Cankurtaran semti, yüzyıllardır sakin sessiz, yeniçeri ayaklanmaları dışında gürültü çıkarmamış bir semtimiz. Son üç dört haftadır surların altından mı, denizden mi ya da yerini hala saptayamadıkları bilemedikleri bir kör kuyudan mı geldiğini bilmedikleri bir homurdanma, haykırma, böğürme ve meydan okuma sesi karışımı bir sesle, mahalle halkı kah gece uykularından uyanmakta, kah akşam yemeklerinde yudumları boğazına kaçacak biçimde yerlerinden zıplamaktalar. Üç dört haftadır semt insanlarının gözünde uyku, keyifle bir yemek iştahı görünmez oldu. Korkuyorlar mıydı tabii ki korkuyorlardı, eskilerin anlattığı Osmanlı döneminde yüze yakın semt sakinini öldürmüş Sur Katilini unutmaları mümkün mü? Anneler akşamları yaramazlık yapan çocukları susturmak için hala ondan hikayeleştirdikleri adıyla “Sur Canavarı geliyor” ları kullanmakta.

Mahalle muhtarı ahalinin bıktıran ısrarı ve kendisinin de meraklanması ile konu hakkında düşündü ve yorumlama ihtiyacı hissetti. “ Surların altındaki sizlerin dediğiniz değil ama yıllarını kara zindanlarda geçirmiş insanlara düşman bir yılan olabilir.“ bilimsel yorumuyla halkı sükûnete davet etti. “İninden çıkarsa kolluk kuvvetleri ile tepelememiz an meselesidir.” diyerek yüreklere biraz su serpti.

Ancak ses durulacağına, biraz azalacağına her geçen gün sanki biraz artıyormuş gibi gelmeye başlamıştı insanların kulağına. Kedileri ağaçta mahsur kalsa köpekleri denize düşse, yangında, selde çağırdıkları itfaiyeden yardım dilediler. İtfaiyeciler ciddi bir olay yeri araştırması ile sesin geldiğini sandıkları oyuğun deliğini iki üç gün içinde kesin olarak saptadılar. Oyuktan içeri uzunca bir sopayı aşağı indirdiler, ses bir an için durdu ancak birkaç dakika içinde sopanın görünmeyen ucuna bir müdahale olduğunu belirten itfaiyeciler, sopayı yukarı çektiklerinde ucunun ısırıldığını dehşetle gördüler. İçeride bir yılan olacağının kesin kanıtı olduğunu düşündükleri için itfaiye ekibi bu yarıktan su sıkılmasını ve sudan nefes alamaz duruma gelen o her neyse neyin karşımıza çıkacağını söylediler. Ama semt toplantısının tartışmalarına dâhil olan Eski Eserler Dairesi Şefi “Surlar bize atalarımızdan yadigârdır, ne olduğunu bilmediğimiz bir ses için içerisine su sıkıp bir zarar verilmesine kesinlikle izin vermeyiz. “ diyerek öneriye taş koydular.

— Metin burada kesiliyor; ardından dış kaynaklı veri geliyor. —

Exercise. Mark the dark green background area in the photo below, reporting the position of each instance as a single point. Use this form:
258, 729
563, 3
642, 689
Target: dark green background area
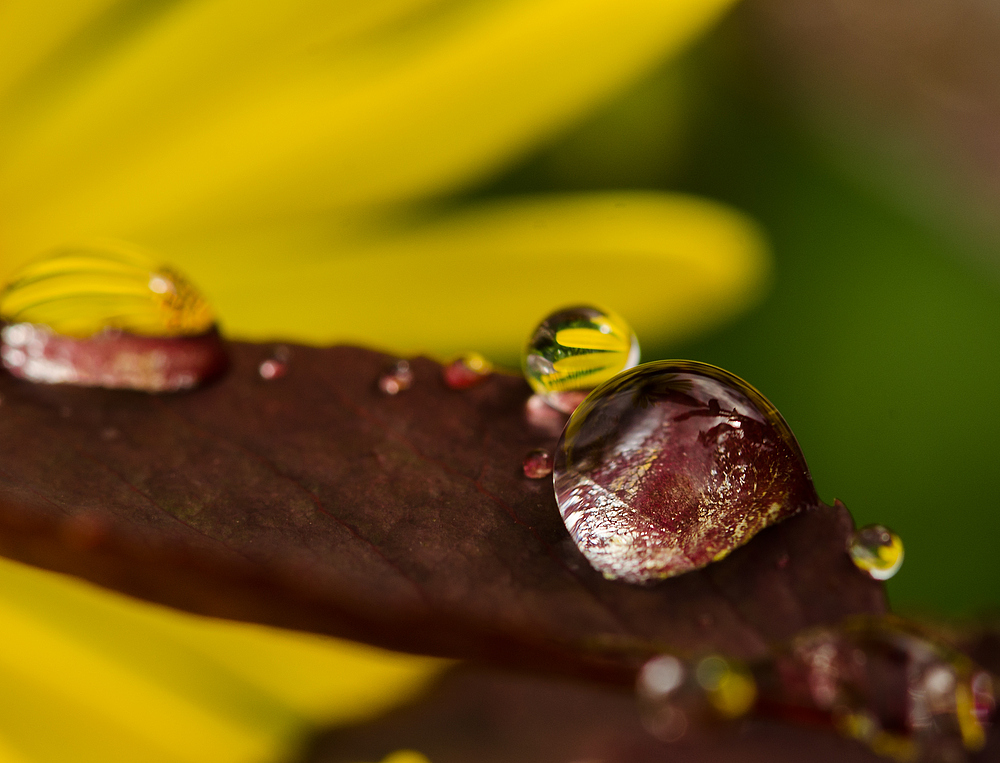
880, 338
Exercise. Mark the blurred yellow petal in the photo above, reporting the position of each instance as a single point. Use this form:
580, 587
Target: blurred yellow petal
481, 278
30, 31
160, 685
405, 756
411, 111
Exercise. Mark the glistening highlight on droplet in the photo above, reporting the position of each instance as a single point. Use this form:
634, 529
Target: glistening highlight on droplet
108, 316
575, 349
396, 379
467, 370
670, 466
877, 551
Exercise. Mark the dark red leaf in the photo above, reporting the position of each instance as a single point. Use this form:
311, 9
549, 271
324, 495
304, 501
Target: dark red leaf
496, 718
314, 501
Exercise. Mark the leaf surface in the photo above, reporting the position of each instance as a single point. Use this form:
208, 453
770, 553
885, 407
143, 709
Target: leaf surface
313, 501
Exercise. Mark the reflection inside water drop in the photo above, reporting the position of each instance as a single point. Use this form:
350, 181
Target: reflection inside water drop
877, 551
107, 317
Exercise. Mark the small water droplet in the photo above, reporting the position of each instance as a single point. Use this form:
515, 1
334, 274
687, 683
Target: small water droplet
652, 481
466, 371
877, 550
537, 464
730, 687
397, 379
677, 697
574, 350
272, 368
107, 317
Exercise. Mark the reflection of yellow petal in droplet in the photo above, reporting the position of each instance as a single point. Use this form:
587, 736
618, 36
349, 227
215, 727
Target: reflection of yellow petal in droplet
591, 339
81, 291
676, 263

Su sıkılması önerisi kabul görmeyince halktan biri de “Ateş yakalım dumanını bu oyuktan içeri gönderelim, canlı bir varlıksa boğulmamak için kendini dışarı atacak bizde dışarıda onu etkisiz hale getiririz.“ önerisi ile geldi gelmesine ama meydanda hazır bulunan Askeri görevliler “Yakında Boğaz Komutanlığı Kışlası bulunduğundan ve çevre de çok sayıda tarihi eser bulunduğundan doğal olarak bu yarımadada açıkta alenen ateş yakmak yasaktır.” diyerek bu öneriyi de bir çırpıda etkisiz hale getirdiler.

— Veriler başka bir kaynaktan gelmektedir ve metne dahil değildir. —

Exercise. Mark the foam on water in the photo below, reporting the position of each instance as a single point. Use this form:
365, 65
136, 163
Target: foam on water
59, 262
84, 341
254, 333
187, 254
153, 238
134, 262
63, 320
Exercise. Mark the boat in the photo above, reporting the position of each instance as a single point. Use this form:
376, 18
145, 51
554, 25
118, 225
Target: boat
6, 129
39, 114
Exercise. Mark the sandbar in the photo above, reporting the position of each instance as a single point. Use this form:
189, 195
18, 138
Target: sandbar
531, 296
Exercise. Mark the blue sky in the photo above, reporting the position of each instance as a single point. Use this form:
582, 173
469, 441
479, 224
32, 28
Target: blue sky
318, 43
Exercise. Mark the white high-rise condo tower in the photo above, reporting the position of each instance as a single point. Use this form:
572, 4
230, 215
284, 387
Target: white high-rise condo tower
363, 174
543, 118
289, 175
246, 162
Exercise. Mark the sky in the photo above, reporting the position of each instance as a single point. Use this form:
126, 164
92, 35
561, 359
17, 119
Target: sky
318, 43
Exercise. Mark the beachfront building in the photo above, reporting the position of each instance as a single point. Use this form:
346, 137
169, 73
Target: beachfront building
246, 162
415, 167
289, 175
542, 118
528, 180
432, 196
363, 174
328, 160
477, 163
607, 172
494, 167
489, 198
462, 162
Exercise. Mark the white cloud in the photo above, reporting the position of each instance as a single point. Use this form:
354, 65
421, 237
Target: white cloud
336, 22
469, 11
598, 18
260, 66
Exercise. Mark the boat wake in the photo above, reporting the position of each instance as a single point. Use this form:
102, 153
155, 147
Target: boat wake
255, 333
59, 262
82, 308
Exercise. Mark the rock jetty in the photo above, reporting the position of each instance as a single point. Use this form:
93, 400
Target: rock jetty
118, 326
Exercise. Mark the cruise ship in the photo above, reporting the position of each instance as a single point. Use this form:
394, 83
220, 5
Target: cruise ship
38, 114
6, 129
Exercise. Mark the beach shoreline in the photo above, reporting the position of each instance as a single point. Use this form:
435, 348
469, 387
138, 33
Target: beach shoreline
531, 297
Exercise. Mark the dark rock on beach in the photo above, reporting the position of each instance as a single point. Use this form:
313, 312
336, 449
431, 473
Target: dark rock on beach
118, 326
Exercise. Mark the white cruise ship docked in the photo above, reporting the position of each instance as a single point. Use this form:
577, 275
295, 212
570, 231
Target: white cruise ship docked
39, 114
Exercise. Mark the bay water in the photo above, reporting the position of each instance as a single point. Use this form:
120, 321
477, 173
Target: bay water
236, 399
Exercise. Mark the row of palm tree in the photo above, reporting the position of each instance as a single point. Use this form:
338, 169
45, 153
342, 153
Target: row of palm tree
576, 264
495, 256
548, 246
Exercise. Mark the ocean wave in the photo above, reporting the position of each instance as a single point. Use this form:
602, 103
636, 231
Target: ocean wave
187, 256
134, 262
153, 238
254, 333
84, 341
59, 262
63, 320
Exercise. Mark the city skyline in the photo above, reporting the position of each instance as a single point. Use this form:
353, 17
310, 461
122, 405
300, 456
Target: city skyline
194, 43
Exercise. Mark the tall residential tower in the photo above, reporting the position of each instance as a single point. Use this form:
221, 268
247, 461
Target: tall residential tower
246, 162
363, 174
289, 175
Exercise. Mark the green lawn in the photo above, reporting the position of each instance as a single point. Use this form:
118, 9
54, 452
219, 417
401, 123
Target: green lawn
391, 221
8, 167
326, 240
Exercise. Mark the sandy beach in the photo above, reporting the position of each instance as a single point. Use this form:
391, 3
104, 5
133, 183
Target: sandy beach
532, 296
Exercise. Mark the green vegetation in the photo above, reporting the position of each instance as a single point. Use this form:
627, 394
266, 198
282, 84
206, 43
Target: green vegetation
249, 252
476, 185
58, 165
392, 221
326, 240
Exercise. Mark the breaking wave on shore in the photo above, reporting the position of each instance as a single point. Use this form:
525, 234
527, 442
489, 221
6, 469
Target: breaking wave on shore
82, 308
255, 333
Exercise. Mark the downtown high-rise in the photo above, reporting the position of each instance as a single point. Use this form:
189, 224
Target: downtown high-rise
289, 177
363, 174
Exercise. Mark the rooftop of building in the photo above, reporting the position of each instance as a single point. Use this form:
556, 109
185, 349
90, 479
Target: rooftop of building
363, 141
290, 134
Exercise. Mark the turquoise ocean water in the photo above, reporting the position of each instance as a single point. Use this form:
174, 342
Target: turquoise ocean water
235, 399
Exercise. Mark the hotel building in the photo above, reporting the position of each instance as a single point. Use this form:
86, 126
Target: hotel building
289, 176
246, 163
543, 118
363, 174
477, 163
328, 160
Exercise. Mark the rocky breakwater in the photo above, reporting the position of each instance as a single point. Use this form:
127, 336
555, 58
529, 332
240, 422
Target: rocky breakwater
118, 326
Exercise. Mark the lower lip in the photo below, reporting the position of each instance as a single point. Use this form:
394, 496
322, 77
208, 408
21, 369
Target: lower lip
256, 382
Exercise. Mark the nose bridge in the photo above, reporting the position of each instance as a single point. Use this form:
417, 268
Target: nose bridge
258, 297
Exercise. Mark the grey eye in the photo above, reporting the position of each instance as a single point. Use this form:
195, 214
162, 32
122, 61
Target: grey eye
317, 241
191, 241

Tartışmaları bıyık altından gülerek izlemeye devam eden, Kuşları Koruma Derneği Başkanı,  "Bu ses bize öyle geliyor ki; ötüşüne bakılırsa, çığlığı andıran ses olsa olsa bir yabani kuş olan peçeli baykuşa ait olabilir, zavallı o dehlizlere bir şekilde girmiş sıkışmış, şimdi de çıkarılmak için bizlere sesini duyurmaya çalışan zavallı bir kuştur.” yorumunu yaptı. Yaptı yapmasına ama sesin bir kuş ya da yılana ait olabileceğine inanmayan neredeyse eksiksiz tüm mahalle halkı hem bu sözlere çok güldüler, hem de böyle cahilce önerilerinden ötürü ciddi ciddi bu denli ciddi bir kurumun yöneticisine aşağılayıcı sözlerle bir dahakonuşmamak üzere susması için tacize meylettiler. Tartışmalar güzeldi belki ama sonuçta olan da mahalleliye olmaktaydı. Hiçbir eylem yapılmadığı gibi korku da her geçen gün katmerlenerek artıyordu. Canavarın yerinden çıkışı hayaliyle, olası doğaüstü bir olaya tanıklık etme beklentisiyle surların önünde uykusuz geceler geçirmeye devam ediyorlardı.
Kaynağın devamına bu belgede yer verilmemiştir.